CPAC also featured a panel with the indelicate title: "Should we shoot all the consultants now?"

Dale Emmons, a Democratic strategist from Kentucky and president of the consultants' association, said Republicans should hold their fire.

"To those who want to shoot all the consultants, I don't advise they do that," Emmons said. "I know the abilities of the people I compete against are strong."

Emmons said that perhaps no collection of advisers could have steered Romney around an incumbent president with a superior organization on the ground - one that was well positioned to take advantage of the nation's growing minority vote, which went heavily for Obama.

Few consultants or top aides who worked with the Romney campaign appeared at last week's gathering, which featured two days of panels - several dissecting the campaign's failings.

Former Romney press secretary Andrea Saul, a routine presence for the campaign on cable television, and Alex Lundry, a top data researcher for Romney, did participate.

For Obama advisers, the meeting was something of a victory lap.
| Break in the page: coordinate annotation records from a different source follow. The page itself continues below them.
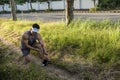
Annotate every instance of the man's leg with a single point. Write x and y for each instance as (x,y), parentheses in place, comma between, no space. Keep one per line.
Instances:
(26,53)
(43,57)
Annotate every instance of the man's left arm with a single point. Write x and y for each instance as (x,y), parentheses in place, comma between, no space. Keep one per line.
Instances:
(42,43)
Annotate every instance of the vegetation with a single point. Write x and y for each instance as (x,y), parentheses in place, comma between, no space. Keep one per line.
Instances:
(12,70)
(88,48)
(109,4)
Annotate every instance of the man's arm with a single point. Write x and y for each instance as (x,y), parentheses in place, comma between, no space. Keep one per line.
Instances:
(42,43)
(25,41)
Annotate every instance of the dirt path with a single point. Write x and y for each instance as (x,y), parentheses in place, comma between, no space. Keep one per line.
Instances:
(51,69)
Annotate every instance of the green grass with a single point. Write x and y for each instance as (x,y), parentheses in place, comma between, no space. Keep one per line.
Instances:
(82,42)
(11,70)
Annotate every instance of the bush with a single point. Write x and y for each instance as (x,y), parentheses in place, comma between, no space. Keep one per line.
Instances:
(93,9)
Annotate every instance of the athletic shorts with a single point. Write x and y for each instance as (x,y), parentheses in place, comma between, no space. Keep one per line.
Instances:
(25,52)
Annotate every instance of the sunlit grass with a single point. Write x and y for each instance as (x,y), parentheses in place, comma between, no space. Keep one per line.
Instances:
(86,41)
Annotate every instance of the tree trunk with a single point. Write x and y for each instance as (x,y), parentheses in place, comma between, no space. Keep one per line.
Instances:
(13,10)
(3,8)
(30,5)
(94,1)
(48,2)
(69,11)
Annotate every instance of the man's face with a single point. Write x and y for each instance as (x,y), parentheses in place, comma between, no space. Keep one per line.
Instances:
(34,33)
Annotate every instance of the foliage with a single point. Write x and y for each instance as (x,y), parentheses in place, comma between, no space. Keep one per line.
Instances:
(87,46)
(109,4)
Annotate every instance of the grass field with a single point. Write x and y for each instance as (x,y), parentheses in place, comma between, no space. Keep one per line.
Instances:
(82,44)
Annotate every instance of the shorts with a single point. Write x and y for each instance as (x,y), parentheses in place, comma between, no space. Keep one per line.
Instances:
(25,52)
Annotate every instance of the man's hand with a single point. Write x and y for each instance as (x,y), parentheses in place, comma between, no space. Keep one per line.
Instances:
(37,49)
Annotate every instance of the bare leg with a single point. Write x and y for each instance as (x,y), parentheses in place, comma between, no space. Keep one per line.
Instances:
(27,60)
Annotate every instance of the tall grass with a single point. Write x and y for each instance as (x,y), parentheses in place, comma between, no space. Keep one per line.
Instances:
(88,41)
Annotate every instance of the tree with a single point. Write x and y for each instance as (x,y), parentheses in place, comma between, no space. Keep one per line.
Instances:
(94,2)
(69,11)
(13,10)
(3,2)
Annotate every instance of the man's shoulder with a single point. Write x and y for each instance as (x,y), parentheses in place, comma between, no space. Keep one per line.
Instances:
(25,34)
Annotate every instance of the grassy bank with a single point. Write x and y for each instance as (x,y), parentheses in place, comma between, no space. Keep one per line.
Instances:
(10,69)
(80,46)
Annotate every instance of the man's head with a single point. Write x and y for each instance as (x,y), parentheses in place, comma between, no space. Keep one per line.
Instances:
(35,28)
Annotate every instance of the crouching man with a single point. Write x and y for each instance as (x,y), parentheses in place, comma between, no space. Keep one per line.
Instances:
(31,39)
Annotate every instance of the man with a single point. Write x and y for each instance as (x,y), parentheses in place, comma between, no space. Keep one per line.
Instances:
(32,40)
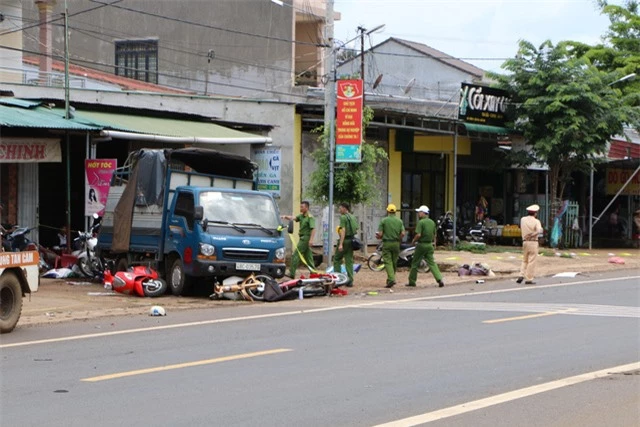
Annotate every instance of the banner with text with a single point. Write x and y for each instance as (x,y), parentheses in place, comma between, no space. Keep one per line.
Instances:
(483,105)
(29,150)
(349,120)
(617,177)
(98,180)
(268,160)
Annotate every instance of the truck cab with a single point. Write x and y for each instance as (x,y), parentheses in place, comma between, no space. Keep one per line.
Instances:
(222,232)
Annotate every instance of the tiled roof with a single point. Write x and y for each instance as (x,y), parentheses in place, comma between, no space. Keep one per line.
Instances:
(124,82)
(440,56)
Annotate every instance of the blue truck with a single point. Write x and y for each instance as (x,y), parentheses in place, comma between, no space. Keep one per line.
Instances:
(195,215)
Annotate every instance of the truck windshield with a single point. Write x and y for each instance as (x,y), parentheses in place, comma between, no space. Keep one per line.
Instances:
(244,208)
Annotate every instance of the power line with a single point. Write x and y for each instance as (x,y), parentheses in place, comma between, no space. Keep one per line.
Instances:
(256,89)
(211,27)
(38,23)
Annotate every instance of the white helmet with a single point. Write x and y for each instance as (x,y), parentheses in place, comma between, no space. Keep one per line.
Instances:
(156,310)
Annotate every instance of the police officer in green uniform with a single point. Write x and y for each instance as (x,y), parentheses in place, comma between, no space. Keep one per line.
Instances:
(306,233)
(425,236)
(347,230)
(391,231)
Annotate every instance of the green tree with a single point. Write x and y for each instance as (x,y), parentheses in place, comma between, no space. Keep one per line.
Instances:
(619,51)
(354,183)
(564,108)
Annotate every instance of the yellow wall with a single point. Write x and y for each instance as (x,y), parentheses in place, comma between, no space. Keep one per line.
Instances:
(424,143)
(441,144)
(395,171)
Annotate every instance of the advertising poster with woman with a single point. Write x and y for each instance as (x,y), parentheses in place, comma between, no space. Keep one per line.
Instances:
(98,179)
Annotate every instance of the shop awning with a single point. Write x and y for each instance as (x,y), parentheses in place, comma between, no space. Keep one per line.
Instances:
(29,115)
(475,127)
(127,126)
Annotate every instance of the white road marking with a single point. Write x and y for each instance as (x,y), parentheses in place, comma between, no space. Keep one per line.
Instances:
(572,309)
(307,311)
(185,365)
(507,397)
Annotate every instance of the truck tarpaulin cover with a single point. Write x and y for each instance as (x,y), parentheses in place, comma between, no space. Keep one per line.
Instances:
(145,188)
(214,162)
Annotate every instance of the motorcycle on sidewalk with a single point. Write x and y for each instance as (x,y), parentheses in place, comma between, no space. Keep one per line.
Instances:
(405,258)
(89,262)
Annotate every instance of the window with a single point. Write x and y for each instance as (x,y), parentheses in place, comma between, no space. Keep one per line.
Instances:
(137,59)
(185,208)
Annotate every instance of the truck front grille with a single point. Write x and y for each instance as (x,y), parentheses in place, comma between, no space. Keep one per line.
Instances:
(241,254)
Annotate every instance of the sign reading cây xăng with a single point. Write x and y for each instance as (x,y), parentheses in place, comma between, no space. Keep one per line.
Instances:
(483,105)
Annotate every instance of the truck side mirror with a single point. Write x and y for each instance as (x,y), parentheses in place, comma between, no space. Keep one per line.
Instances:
(198,213)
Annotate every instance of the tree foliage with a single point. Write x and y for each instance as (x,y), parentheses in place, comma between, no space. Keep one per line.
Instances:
(619,51)
(354,183)
(563,106)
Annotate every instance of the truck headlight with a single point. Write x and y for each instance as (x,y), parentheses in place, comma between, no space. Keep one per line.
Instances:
(207,250)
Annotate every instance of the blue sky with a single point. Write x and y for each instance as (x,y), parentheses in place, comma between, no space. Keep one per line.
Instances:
(482,32)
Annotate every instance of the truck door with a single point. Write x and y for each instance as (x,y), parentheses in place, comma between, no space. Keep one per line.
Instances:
(182,236)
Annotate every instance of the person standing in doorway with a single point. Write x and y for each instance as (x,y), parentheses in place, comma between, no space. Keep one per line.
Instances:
(306,234)
(531,228)
(347,231)
(391,231)
(424,240)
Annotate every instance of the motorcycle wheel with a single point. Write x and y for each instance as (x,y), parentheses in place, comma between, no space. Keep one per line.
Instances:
(85,266)
(257,293)
(154,288)
(423,267)
(178,281)
(375,263)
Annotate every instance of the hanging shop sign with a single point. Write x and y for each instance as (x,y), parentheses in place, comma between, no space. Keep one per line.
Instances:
(483,105)
(29,150)
(349,121)
(617,177)
(98,181)
(268,160)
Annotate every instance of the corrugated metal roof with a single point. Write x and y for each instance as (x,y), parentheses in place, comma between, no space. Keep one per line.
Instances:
(158,126)
(441,56)
(38,117)
(24,103)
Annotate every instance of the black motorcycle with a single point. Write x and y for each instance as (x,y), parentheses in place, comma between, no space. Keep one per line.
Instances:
(375,261)
(444,230)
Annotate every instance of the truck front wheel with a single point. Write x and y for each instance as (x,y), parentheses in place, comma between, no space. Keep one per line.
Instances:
(10,302)
(176,278)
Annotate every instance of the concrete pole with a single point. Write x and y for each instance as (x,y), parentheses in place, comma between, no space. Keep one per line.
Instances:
(329,118)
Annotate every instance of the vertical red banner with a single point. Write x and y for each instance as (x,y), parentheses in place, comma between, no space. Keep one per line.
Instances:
(98,173)
(349,116)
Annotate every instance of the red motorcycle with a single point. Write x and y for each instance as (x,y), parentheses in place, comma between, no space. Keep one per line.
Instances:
(139,280)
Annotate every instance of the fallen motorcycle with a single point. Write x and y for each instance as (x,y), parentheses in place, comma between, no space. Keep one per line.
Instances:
(254,287)
(140,280)
(405,258)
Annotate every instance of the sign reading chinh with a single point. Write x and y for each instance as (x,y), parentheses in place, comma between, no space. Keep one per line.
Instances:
(349,121)
(483,105)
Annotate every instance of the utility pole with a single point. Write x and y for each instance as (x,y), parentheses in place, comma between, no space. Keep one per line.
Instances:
(67,116)
(329,117)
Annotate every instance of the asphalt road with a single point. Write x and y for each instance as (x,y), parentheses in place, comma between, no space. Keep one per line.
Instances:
(557,354)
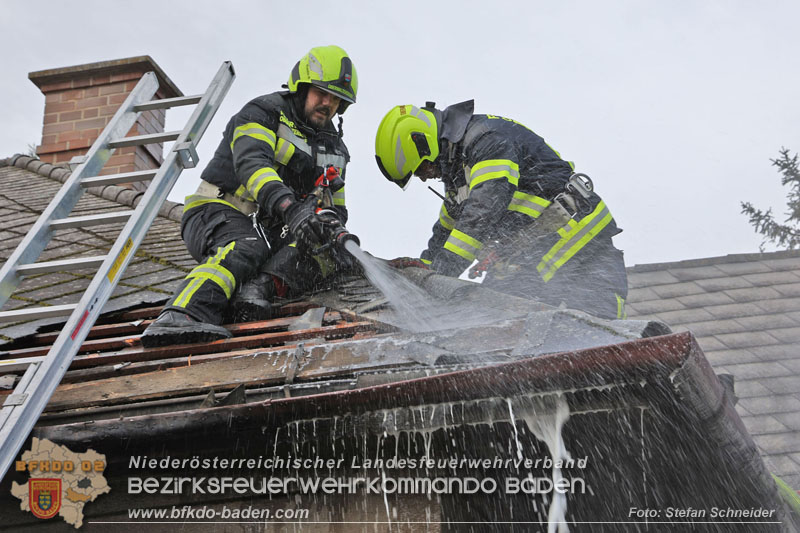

The president's pollster, Joel Benenson, began the conference with comments about the strength of the Democratic campaign's polling program and the weakness of various public surveys.

His colleagues David Axelrod and David Plouffe, top strategists for Obama's two winning presidential runs, were inducted into the association's Hall of Fame on Thursday.

"At first, I wondered whether this was a real organization or something that Axe and Plouffe made up last week," Obama said during his videotaped remarks.

A HAND ON THE 'WHEEL OF HISTORY'

A quartet of Republican strategists known for steering Republicans to victories in past elections - Arthur Finkelstein, Lance Tarrance, the late Bob Teeter and the late Lee Atwater - was honored.

Atwater, who died of cancer in 1991, is best known for orchestrating often-controversial campaigns that helped turn the South increasingly toward the Republican Party in the 1980s.

His aggressive campaign style inspired a generation of Republican consultants and led critics to accuse him of race-baiting, particularly for his work as George H.W. Bush's campaign manager in the 1988 presidential campaign.

On Friday night, the consultants handed out dozens of awards, celebrating the year's best in advertising, fundraising and mailing.

The consultants are sensitive to the criticism that they profit from the dysfunction of U.S. politics and were eager to stress their influence on candidates who they believe can help change the country for the better.

Plouffe, who managed Obama's 2008 campaign, said their lives amounted to putting a hand on the "wheel of history."

On his way out the door Thursday, Plouffe stopped to chat with a fellow consultant. Plouffe warned about the potential cost of the presidential election in 2016. Last year, each side of the presidential contest spent more than $1 billion.

"By '16, it's going to be $2 billion," Plouffe said.

The consultant sure hoped so.

"From your mouth," he said, "to God's ears."